Bei Facebook geistert gerade ein Strichmännchen umher. Bill heißt es und hat meistens eine Strickmütze auf. Who the fuck is Bill?

"Be like Bill" heißt eine Cartoon-Reihe bei Facebook, die uns zeigt - oder zeigen möchte - was cool ist und was nicht:

  • Bill spielt Candy Crush, schickt aber keinem eine Einladung
  • Bill is(s)t vegan, erzählt es aber nicht sofort jedem
  • Bill hasst es, wenn Menschen auf Facebook posten, dass morgen Montag ist oder das Wochenende beginnt
  • Bill sieht, dass es regnet - postet das aber nicht

Der Spaß fängt immer gleich an: This is Bill. Und endet immer gleich: Be like Bill.

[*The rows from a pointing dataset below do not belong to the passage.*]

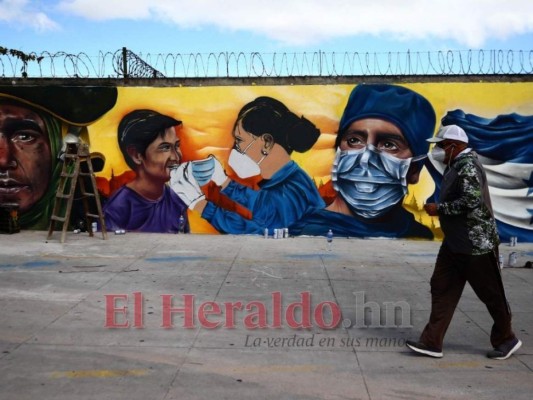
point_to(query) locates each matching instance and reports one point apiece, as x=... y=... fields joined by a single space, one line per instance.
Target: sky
x=264 y=26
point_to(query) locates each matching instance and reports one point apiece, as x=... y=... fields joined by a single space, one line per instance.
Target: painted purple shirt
x=126 y=209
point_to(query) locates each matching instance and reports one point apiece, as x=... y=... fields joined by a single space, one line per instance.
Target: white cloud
x=24 y=14
x=308 y=22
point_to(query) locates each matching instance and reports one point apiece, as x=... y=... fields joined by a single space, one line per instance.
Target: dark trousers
x=452 y=271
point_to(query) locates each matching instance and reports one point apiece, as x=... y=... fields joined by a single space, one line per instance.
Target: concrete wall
x=496 y=113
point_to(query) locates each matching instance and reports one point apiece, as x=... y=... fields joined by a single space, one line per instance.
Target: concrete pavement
x=55 y=298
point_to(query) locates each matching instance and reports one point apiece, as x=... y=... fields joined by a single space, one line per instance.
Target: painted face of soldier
x=25 y=157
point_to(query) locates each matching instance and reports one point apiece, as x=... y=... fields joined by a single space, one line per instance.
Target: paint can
x=512 y=259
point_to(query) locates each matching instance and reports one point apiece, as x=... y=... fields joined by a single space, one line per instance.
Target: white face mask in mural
x=242 y=164
x=370 y=181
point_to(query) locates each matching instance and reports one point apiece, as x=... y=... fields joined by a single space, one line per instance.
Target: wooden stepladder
x=77 y=164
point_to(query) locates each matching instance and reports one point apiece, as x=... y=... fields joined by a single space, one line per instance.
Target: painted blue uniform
x=280 y=201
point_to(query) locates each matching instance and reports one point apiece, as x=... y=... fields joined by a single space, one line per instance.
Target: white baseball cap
x=451 y=132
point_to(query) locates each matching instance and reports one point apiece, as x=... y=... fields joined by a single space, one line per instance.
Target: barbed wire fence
x=125 y=64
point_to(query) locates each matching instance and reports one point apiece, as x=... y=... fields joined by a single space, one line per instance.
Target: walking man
x=469 y=251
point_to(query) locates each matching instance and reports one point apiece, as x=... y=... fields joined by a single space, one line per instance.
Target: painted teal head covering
x=408 y=110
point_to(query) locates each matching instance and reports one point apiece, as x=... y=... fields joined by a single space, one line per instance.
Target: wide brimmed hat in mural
x=76 y=105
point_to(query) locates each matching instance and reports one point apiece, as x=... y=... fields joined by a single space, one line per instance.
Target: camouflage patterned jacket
x=465 y=210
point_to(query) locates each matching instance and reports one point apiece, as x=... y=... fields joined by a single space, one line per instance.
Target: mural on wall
x=223 y=159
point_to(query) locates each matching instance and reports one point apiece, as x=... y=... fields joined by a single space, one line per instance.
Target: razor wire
x=125 y=64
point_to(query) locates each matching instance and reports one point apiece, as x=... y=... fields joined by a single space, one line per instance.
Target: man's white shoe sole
x=505 y=357
x=426 y=352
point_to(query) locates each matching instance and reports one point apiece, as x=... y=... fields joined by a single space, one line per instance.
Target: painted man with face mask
x=380 y=150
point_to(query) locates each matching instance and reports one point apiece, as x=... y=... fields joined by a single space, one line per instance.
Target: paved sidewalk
x=54 y=343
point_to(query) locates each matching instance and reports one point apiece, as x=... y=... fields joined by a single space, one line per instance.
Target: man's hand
x=431 y=209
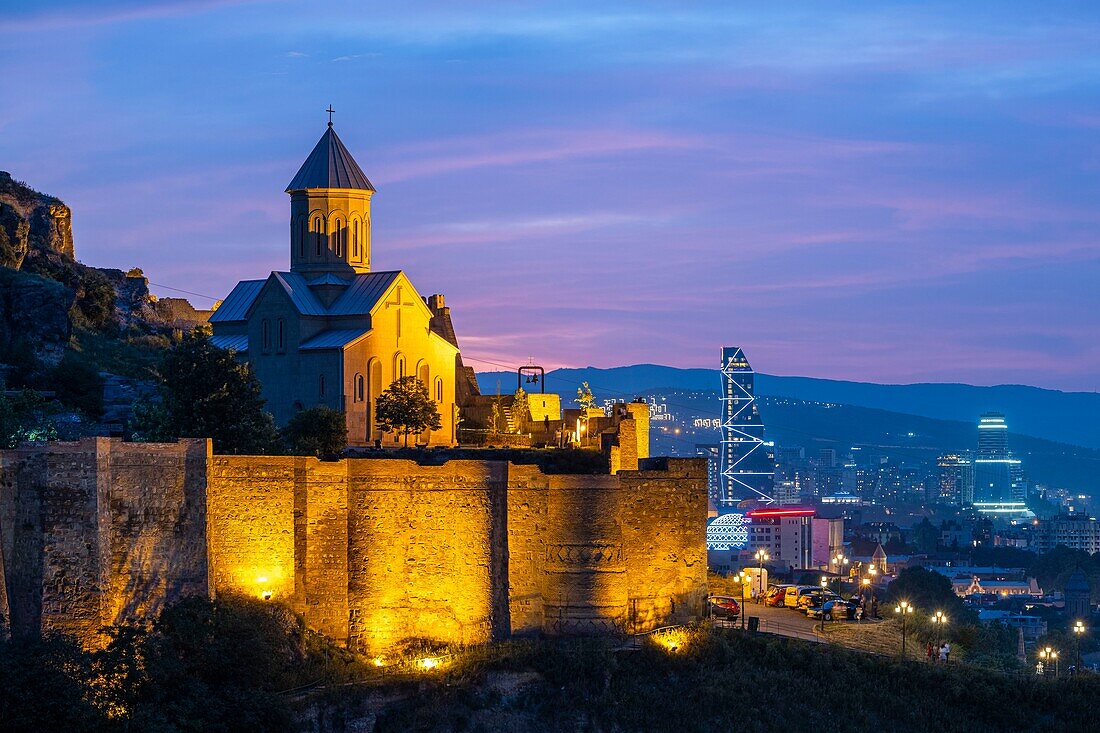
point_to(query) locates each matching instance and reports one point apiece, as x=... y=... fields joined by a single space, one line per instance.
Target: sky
x=862 y=190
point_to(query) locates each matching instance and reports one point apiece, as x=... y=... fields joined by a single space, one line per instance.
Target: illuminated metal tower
x=747 y=468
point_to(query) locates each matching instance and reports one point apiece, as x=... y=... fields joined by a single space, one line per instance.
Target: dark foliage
x=206 y=393
x=406 y=407
x=320 y=431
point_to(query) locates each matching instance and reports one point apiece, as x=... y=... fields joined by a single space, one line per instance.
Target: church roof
x=237 y=304
x=298 y=290
x=235 y=342
x=330 y=165
x=363 y=294
x=333 y=339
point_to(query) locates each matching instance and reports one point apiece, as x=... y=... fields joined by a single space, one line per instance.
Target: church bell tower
x=330 y=211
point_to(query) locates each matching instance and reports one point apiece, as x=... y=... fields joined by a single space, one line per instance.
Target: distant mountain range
x=1067 y=417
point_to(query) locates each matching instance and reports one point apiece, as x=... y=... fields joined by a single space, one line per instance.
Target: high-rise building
x=998 y=476
x=956 y=479
x=747 y=465
x=713 y=453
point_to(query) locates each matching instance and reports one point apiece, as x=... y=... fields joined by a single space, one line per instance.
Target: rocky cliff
x=32 y=226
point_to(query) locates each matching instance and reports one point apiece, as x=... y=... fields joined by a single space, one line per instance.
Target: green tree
x=26 y=415
x=320 y=431
x=207 y=393
x=405 y=406
x=927 y=591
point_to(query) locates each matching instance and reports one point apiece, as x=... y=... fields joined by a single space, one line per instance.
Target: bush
x=320 y=431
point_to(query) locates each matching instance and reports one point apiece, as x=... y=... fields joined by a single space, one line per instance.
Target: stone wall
x=371 y=551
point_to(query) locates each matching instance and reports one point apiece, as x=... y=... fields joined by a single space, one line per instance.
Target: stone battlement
x=370 y=551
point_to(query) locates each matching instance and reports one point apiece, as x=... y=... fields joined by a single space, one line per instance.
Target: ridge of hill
x=1067 y=417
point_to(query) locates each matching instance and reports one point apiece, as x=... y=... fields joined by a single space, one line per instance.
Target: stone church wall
x=371 y=551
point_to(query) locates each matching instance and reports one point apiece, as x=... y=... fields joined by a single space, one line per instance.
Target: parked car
x=791 y=598
x=835 y=609
x=814 y=595
x=776 y=594
x=724 y=606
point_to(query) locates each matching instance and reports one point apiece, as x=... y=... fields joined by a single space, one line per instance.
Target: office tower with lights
x=748 y=467
x=956 y=479
x=998 y=476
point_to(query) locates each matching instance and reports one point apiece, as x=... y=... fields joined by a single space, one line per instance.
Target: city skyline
x=932 y=166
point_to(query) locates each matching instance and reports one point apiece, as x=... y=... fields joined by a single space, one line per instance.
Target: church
x=332 y=332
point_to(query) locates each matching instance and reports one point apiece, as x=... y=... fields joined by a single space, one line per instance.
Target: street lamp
x=1078 y=631
x=1049 y=655
x=761 y=557
x=744 y=578
x=903 y=609
x=840 y=560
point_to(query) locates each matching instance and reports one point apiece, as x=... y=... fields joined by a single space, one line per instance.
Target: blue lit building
x=747 y=465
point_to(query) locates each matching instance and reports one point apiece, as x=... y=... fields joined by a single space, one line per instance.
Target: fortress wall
x=663 y=524
x=526 y=542
x=251 y=525
x=322 y=547
x=156 y=522
x=373 y=551
x=53 y=553
x=421 y=557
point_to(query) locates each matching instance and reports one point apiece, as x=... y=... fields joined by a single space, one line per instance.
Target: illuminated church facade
x=330 y=331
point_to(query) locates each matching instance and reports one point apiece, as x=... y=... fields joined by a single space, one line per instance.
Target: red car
x=724 y=606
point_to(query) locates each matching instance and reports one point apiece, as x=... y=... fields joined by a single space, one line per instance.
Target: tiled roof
x=239 y=342
x=333 y=339
x=237 y=304
x=330 y=165
x=363 y=294
x=298 y=290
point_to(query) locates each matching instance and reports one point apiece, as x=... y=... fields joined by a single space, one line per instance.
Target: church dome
x=330 y=165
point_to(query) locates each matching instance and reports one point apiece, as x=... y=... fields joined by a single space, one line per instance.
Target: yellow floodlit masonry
x=371 y=551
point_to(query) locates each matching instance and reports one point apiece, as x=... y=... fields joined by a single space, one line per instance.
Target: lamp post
x=1078 y=632
x=761 y=556
x=840 y=560
x=941 y=621
x=903 y=609
x=745 y=579
x=1048 y=655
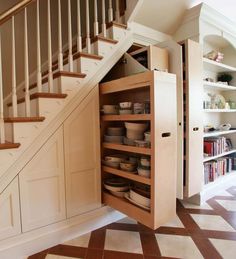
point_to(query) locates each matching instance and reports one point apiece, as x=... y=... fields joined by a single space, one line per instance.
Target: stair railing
x=97 y=14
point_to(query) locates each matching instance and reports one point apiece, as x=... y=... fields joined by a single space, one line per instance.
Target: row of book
x=217 y=168
x=216 y=145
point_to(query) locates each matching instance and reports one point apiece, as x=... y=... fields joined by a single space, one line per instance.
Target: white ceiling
x=166 y=15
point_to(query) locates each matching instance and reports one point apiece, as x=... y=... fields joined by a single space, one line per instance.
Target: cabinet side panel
x=82 y=157
x=194 y=119
x=165 y=136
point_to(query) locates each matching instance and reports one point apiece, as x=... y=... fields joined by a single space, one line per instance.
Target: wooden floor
x=207 y=231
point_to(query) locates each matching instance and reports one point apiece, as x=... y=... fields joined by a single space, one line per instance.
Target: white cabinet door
x=176 y=67
x=194 y=118
x=42 y=187
x=82 y=157
x=10 y=211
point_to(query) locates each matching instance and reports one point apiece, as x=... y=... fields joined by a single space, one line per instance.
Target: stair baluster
x=2 y=129
x=104 y=29
x=60 y=54
x=39 y=71
x=14 y=96
x=88 y=40
x=26 y=52
x=50 y=76
x=96 y=31
x=79 y=38
x=110 y=12
x=117 y=10
x=70 y=55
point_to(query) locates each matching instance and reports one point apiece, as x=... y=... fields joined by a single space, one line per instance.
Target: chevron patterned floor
x=207 y=231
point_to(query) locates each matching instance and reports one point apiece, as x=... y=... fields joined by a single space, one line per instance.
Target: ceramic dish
x=140 y=199
x=125 y=105
x=114 y=139
x=116 y=189
x=144 y=172
x=141 y=143
x=128 y=166
x=115 y=165
x=115 y=131
x=118 y=194
x=127 y=196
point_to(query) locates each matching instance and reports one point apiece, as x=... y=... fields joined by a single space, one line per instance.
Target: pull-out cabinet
x=160 y=90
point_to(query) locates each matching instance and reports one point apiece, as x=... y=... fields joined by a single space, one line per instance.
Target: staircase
x=34 y=108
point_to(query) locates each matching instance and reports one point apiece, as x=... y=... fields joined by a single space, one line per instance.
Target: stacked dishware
x=144 y=168
x=117 y=186
x=125 y=108
x=114 y=135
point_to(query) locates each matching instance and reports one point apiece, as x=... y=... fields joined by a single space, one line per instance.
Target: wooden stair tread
x=117 y=24
x=41 y=95
x=23 y=119
x=9 y=145
x=56 y=75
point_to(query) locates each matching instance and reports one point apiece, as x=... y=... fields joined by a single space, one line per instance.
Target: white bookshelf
x=218 y=133
x=218 y=86
x=206 y=159
x=217 y=67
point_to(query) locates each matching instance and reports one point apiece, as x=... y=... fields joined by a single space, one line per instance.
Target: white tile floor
x=123 y=241
x=212 y=222
x=226 y=248
x=178 y=246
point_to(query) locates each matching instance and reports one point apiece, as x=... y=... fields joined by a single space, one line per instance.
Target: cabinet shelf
x=128 y=208
x=138 y=150
x=127 y=175
x=128 y=117
x=218 y=86
x=218 y=133
x=217 y=67
x=206 y=159
x=219 y=110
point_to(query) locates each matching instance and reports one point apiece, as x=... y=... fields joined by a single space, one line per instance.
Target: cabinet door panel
x=194 y=115
x=10 y=211
x=42 y=186
x=82 y=157
x=176 y=67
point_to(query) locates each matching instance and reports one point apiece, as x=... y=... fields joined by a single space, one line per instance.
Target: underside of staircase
x=47 y=109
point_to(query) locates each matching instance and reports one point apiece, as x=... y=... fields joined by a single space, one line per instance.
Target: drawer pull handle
x=166 y=135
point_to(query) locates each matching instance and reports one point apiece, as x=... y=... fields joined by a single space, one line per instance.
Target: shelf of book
x=218 y=86
x=206 y=159
x=218 y=133
x=225 y=177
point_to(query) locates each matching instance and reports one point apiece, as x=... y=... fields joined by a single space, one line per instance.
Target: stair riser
x=116 y=33
x=102 y=48
x=87 y=65
x=21 y=109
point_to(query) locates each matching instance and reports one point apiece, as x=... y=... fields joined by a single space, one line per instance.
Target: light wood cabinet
x=42 y=186
x=82 y=157
x=10 y=224
x=160 y=89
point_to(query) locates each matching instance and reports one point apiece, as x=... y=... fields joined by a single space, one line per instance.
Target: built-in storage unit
x=158 y=89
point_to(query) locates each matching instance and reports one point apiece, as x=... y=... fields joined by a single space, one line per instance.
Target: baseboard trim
x=26 y=244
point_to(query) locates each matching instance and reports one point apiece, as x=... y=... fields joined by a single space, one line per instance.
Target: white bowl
x=144 y=172
x=140 y=199
x=141 y=127
x=134 y=135
x=114 y=139
x=115 y=131
x=123 y=112
x=125 y=105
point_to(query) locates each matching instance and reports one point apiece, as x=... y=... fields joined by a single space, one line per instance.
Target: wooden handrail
x=5 y=16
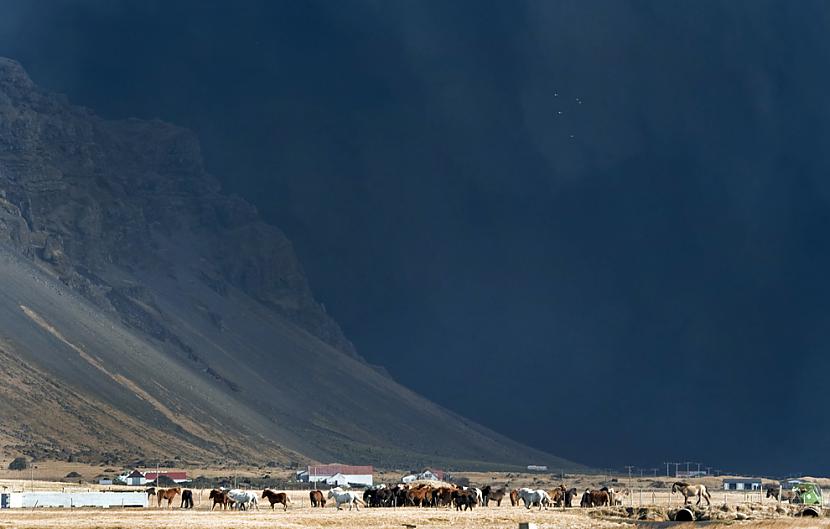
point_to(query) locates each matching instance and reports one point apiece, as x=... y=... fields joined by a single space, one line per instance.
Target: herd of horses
x=427 y=495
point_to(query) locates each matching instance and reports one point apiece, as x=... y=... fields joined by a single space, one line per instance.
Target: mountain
x=144 y=314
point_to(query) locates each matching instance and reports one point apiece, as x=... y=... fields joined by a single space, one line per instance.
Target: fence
x=641 y=497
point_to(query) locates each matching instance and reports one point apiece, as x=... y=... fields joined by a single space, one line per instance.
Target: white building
x=741 y=484
x=134 y=478
x=338 y=474
x=427 y=474
x=70 y=500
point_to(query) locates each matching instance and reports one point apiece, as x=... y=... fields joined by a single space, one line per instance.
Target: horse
x=219 y=498
x=689 y=491
x=340 y=497
x=595 y=498
x=276 y=497
x=778 y=494
x=420 y=496
x=243 y=498
x=464 y=499
x=532 y=497
x=317 y=498
x=489 y=493
x=557 y=495
x=187 y=499
x=167 y=494
x=570 y=494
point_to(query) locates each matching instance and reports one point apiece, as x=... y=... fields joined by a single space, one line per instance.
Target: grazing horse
x=489 y=493
x=570 y=494
x=167 y=494
x=340 y=497
x=242 y=498
x=464 y=499
x=595 y=498
x=219 y=498
x=187 y=499
x=276 y=497
x=778 y=494
x=317 y=498
x=532 y=497
x=689 y=491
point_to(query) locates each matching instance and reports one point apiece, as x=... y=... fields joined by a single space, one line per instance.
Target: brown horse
x=317 y=498
x=277 y=497
x=219 y=498
x=167 y=494
x=595 y=498
x=690 y=491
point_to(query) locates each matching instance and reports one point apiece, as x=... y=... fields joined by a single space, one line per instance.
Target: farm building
x=134 y=478
x=339 y=474
x=742 y=484
x=175 y=475
x=32 y=500
x=428 y=473
x=139 y=478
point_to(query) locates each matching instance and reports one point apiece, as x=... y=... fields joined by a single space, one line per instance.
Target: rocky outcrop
x=85 y=195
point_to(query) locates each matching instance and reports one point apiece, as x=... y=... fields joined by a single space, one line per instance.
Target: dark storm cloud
x=654 y=256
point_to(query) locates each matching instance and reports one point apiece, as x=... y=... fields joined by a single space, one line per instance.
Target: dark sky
x=599 y=227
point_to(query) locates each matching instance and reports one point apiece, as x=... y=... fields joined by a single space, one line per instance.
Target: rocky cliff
x=146 y=314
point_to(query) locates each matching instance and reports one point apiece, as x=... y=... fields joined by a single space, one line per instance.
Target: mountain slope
x=144 y=314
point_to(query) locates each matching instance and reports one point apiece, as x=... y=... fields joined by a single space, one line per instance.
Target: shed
x=742 y=484
x=135 y=478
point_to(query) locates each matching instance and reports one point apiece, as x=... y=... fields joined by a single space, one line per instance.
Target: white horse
x=243 y=498
x=477 y=492
x=340 y=497
x=531 y=497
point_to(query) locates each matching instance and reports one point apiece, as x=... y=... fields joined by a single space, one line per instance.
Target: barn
x=340 y=474
x=70 y=500
x=742 y=484
x=426 y=474
x=175 y=475
x=134 y=478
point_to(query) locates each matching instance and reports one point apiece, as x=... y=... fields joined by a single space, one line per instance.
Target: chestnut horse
x=167 y=494
x=277 y=497
x=219 y=498
x=690 y=491
x=317 y=498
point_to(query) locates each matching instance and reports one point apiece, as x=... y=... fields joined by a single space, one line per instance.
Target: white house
x=741 y=484
x=339 y=474
x=31 y=500
x=427 y=474
x=134 y=478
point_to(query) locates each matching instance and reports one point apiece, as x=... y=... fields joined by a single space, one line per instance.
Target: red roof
x=151 y=476
x=330 y=470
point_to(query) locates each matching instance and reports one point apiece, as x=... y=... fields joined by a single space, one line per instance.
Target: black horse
x=187 y=499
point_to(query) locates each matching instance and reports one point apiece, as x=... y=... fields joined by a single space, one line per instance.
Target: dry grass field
x=301 y=515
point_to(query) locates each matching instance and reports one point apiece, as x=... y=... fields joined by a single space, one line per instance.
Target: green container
x=808 y=493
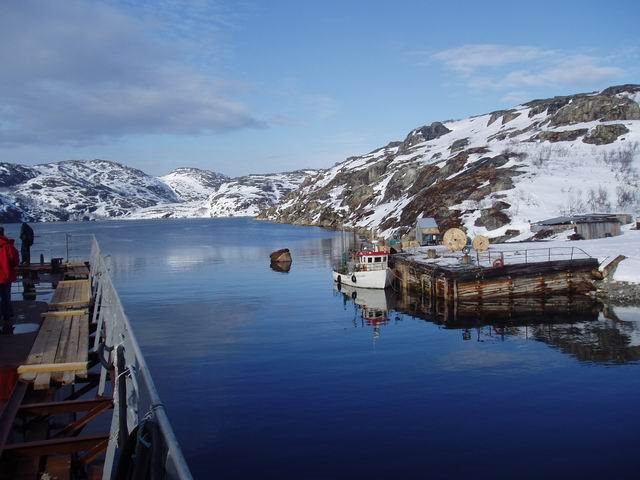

"Bill ist eine Art Spiegel und gibt Tipps fürs Verhalten im Netz."
Donya Farahani, DRadio Wissen

Offenbar ist Bill beliebt: Er hat über 1,4 Millionen Likes bei Facebook. Inzwischen gibt es auch Ableger aus anderen Ländern:

  • Der arabische Bill heißt Bilal
  • In Malaysia heißt er Rashid
  • Der spanische heißt José
  • Der israelische Yosef

Und: Bill gibt’s auch als Frau: Emily.

Woher kommen Bill & Emily?

Hinter der Facebook-Seite soll ein Mann stecken, der in Mailand lebt, schreibt die BBC. Er zeichnet die Cartoons mit einer Kollegin. Im Interview mit der BBC erklärt er das Motto: Jeder, der klug ist, Menschenverstand besitzt und andere nicht langweilt, kann Bill sein. Das Ganze soll Spaß machen.

Und: Jeder kann mitmachen. Es gibt mittlerweile einen Meme-Generator zu Bill - da kann sich jeder seinen eigenen Bill kreieren. Unser Moderator Till Haase hat sich auch daran versucht.

Wir kennen das Netz. Wo Bill ist, ist der Anti-Bill nicht weit...

“Kill Bill”

"Don’t be Bill" oder "Don’t be like Bill" ist aber noch eine sehr kleine Gruppe mit nur ein paar Hundert Likes bei Facebook. Dort wird Bill vorgeworfen, den Menschen seinen Willen aufzuzwingen, sie zu kontrollieren. Da heißt es dann: "Kill Bill".

Es gibt inzwischen auch eine arabische Facebook-Seite, die das Ganze übertragen hat auf Bashar Al Assad, den syrischen Präsidenten: "Don’t be Assad" zeigt ein Strichmännchen, das dem Präsidenten ähnlich sieht, schreibt das Blog Vocativ, das Inhalte daraus übersetzt hat.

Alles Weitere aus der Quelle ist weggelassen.